# Lake Gitchy Gumee...



## azpredator... (Feb 15, 2018)

Anyone have any stories..? What were you doing the night of Nov. 10th. 1975..?


----------



## kiyote (Jun 15, 2014)

made a ham an cheese samich ,watched mork and mindy and went to bed.


----------



## pokeyjeeper (Sep 5, 2013)

I was not born until 42 day later but I’ve seen her get ruff fast


----------



## youngdon (Mar 10, 2010)

1975 ? I was working in a steel fab shop in Toledo Ohio.

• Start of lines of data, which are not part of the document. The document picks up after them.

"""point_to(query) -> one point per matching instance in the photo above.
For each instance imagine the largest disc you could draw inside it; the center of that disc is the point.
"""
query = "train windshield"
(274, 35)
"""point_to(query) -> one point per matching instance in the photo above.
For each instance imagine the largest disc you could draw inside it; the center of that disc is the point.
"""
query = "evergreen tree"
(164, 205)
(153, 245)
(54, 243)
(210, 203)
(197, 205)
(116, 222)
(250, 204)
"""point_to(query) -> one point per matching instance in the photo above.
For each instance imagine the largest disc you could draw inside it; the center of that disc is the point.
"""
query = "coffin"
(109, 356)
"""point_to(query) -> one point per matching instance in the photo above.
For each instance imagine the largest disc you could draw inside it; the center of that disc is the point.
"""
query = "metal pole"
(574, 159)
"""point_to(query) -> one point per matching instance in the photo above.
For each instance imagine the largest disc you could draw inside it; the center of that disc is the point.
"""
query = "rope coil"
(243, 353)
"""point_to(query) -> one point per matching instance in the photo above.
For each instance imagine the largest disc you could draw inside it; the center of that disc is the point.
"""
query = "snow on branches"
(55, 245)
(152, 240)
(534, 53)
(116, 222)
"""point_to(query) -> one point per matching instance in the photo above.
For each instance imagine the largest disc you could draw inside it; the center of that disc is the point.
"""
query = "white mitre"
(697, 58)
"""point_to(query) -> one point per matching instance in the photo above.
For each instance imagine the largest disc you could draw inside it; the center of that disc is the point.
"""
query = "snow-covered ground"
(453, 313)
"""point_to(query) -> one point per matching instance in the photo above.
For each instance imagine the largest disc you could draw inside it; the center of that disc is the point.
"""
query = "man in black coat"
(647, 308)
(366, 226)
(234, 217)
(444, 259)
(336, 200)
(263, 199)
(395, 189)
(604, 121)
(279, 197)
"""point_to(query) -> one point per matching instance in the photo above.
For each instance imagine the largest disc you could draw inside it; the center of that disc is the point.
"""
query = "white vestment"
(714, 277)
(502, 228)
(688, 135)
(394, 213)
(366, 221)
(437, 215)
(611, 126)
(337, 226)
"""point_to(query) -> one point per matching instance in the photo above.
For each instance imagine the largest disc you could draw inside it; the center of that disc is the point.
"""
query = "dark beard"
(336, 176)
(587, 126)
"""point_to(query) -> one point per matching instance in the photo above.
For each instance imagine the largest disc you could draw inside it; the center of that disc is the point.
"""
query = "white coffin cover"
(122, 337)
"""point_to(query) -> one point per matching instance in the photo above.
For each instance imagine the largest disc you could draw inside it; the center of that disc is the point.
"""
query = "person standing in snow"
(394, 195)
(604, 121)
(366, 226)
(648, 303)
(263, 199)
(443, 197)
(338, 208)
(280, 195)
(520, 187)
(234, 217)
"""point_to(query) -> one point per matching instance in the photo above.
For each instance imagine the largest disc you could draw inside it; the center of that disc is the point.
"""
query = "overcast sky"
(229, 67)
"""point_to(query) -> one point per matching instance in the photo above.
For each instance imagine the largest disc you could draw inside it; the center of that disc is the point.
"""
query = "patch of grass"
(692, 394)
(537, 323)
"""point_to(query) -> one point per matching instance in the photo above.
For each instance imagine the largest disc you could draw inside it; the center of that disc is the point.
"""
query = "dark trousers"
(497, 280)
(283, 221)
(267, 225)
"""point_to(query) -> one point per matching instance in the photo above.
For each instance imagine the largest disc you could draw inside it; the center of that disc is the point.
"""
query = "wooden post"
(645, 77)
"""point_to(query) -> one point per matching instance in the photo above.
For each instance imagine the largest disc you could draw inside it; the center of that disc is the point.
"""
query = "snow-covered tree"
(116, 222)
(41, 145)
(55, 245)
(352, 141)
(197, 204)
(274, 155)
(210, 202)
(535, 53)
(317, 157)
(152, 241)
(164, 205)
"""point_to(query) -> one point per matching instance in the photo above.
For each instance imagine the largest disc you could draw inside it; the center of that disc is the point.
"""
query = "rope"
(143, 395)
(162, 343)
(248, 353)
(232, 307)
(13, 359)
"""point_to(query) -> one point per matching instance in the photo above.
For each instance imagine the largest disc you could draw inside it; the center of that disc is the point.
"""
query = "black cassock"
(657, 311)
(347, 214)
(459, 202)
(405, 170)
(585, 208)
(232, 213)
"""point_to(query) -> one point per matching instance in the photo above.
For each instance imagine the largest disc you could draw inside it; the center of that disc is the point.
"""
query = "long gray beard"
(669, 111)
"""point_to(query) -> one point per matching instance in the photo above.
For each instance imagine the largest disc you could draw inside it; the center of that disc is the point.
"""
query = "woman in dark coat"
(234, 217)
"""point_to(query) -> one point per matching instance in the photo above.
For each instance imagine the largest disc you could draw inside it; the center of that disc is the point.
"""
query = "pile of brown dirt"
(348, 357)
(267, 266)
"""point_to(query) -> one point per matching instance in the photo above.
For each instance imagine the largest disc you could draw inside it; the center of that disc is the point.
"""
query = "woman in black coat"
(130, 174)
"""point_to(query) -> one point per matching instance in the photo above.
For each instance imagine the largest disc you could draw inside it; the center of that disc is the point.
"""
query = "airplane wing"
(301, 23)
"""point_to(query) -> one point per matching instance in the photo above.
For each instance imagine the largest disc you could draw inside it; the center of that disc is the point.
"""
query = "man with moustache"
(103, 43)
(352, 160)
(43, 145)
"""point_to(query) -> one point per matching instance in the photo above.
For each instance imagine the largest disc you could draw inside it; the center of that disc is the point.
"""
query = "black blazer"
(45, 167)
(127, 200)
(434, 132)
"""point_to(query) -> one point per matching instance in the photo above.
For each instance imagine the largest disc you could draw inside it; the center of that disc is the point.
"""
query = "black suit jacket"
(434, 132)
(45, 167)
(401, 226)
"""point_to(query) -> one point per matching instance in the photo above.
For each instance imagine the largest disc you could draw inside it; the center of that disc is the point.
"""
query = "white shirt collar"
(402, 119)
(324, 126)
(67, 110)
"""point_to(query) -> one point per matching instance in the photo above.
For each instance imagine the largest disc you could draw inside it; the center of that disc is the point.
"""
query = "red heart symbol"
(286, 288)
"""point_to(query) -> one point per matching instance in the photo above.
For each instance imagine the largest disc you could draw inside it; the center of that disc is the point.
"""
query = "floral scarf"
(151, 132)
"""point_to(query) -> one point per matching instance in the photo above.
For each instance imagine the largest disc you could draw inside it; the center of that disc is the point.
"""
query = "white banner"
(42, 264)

I do remember hearing about it going down as my great uncle worked on a lake freighter and spent his winters on the ship keeping things ship shape. He never owned or rented any place to live until he retired well into his sixties. As I recall he died within months of retiring.


----------



## SWAMPBUCK10PT (Apr 5, 2010)

*I was working in a underground iron ore mine 3600' down. Vertical shaft--That 1975 November storm was fierce .Snapped that Thousand footer in Half with 30ft plus Waves. Superior is COLD and never gives up her Dead-----Lake Gitchy Gumee is on forgiving many fishermen have disappear too. Some times found on the Canadian shores months later--------------------------------svb*

*I'M WRONG I QUIT THE MINE IN 73 SO I WAS WORKING AS A BOILERMAKER APPRENTICE ON THE NEW POWER HOUSE IN MARQUETTE AT THE UPPER HARBOR. EVERY WEEK BIG ORE BOATS WERE AT THE HARBOR ONLOADING COAL AND THAN TAKING ON IRON ORE PELLETS for the trip back to the mills--------*


----------



## knapper (Feb 5, 2010)

In collage and working security at nights.


----------



## prairiewolf (Feb 19, 2012)

I was working as a carpenter for Del Webb at the original Sun City, also was the month of my 8th anniversary and my oldest son's 7 th birthday


----------



## youngdon (Mar 10, 2010)

SWAMPBUCK10PT said:


> *I was working in a underground iron ore mine 3600' down. Vertical shaft--That 1975 November storm was fierce .Snapped that Thousand footer in Half with 30ft plus Waves. Superior is COLD and never gives up her Dead-----Lake Gitchy Gumee is on forgiving many fishermen have disappear too. Some times found on the Canadian shores months later--------------------------------svb*
> 
> *I'M WRONG I QUIT THE MINE IN 73 SO I WAS WORKING AS A BOILERMAKER APPRENTICE ON THE NEW POWER HOUSE IN MARQUETTE AT THE UPPER HARBOR. EVERY WEEK BIG ORE BOATS WERE AT THE HARBOR ONLOADING COAL AND THAN TAKING ON IRON ORE PELLETS for the trip back to the mills--------*


You got me beat. I worked at 2615' in a copper mine here in AZ.


----------



## prairiewolf (Feb 19, 2012)

SWAMPBUCK10PT said:


> *I was working in a underground iron ore mine 3600' down. Vertical shaft--That 1975 November storm was fierce .Snapped that Thousand footer in Half with 30ft plus Waves. Superior is COLD and never gives up her Dead-----Lake Gitchy Gumee is on forgiving many fishermen have disappear too. Some times found on the Canadian shores months later--------------------------------svb*
> 
> *I'M WRONG I QUIT THE MINE IN 73 SO I WAS WORKING AS A BOILERMAKER APPRENTICE ON THE NEW POWER HOUSE IN MARQUETTE AT THE UPPER HARBOR. EVERY WEEK BIG ORE BOATS WERE AT THE HARBOR ONLOADING COAL AND THAN TAKING ON IRON ORE PELLETS for the trip back to the mills--------*


Dam Skip, that far down, how did he let you come back to this world ? lol


----------



## youngdon (Mar 10, 2010)

I guess he must have mended his ways !


----------